The drawback is bigger complexity, as you need information of other threads execution state.
You could use something like a java.util.concurrent.CountDownLatch, eg:
CountDownLatch doneSignal = new CountDownLatch(2);
and have each thread countDown() when they're done, so a main thread knows when both threads have completed.
using Join also like we can add the T2 thread's code inside T1 thread
join() like the method name implies waits for the thread to die and joins it at the end of execution. You can add one thread's code inside another but that would destroy the purpose of using 2 separate threads to run your jobs concurrently. Placing one code after the other would run your statements in sequence. There is no concurrency.

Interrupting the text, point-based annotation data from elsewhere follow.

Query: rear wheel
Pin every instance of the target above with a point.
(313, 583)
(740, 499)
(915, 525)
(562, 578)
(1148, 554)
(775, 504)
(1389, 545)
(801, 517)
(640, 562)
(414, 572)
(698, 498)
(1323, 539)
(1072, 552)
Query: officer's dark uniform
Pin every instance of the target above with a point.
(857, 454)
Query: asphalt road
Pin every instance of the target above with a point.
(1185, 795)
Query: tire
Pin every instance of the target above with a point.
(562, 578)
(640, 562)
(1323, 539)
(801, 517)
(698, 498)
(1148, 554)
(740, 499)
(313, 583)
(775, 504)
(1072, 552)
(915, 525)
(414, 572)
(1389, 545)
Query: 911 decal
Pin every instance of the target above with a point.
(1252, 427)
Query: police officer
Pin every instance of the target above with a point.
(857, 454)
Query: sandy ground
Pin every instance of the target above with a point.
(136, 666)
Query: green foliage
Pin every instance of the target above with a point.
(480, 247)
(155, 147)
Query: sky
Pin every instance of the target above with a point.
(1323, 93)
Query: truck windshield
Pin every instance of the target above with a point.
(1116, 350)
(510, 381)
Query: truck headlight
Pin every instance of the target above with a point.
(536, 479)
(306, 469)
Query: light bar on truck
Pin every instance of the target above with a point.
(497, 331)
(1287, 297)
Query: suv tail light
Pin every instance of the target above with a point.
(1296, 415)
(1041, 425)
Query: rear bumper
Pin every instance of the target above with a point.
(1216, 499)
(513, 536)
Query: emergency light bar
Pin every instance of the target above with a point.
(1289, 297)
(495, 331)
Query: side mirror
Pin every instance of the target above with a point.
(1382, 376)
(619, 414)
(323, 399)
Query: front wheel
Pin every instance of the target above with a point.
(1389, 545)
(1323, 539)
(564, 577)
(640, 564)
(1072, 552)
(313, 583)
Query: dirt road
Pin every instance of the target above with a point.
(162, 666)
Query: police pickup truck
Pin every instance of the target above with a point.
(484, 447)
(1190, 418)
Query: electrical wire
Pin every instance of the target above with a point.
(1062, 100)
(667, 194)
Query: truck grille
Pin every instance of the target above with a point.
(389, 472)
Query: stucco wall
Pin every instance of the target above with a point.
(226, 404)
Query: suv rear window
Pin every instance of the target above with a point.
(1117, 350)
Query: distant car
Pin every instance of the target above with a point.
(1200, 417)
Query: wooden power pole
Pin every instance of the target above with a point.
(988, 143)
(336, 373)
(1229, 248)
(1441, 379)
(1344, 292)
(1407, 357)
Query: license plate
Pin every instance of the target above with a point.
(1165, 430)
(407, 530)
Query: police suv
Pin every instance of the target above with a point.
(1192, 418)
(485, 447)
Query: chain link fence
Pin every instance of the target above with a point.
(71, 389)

When in doubt, consult the javadocs - http://download.oracle.com/javase/1.5.0/docs/api/java/lang/Thread.html#join%28%29
If T1 and T2 do different tasks which do not depend on state changes caused by each other - you should not join them to reap advantages of parallel execution. In case there are state dependenices you should synchronize both threads using mechanisms like wait/notify or even .Join() depending on your use case.
And as for, combining the run() methods of both threads, it's entirely left to you. I mean, you should understand why both threads are of different "types" (as they have different run() body) in the first place . It's a design aspect and not a performance aspect.
All the parallel threads typically needs to join at some point in the code thereby allowing them to wait until all threads terminate. After this point typically the serial processing continues. This ensures proper synchronisation between peer threads so that subsequent serial code does not begin abruptly before all parallel threads complete the collective activity.
The main difference is when we join T2 thread with T1 ,the time T2 is executing the job can be utilised by T1 also ,that means they will do different job parllely.But this cann't happen when you include the T2 thread code inside T1 thread.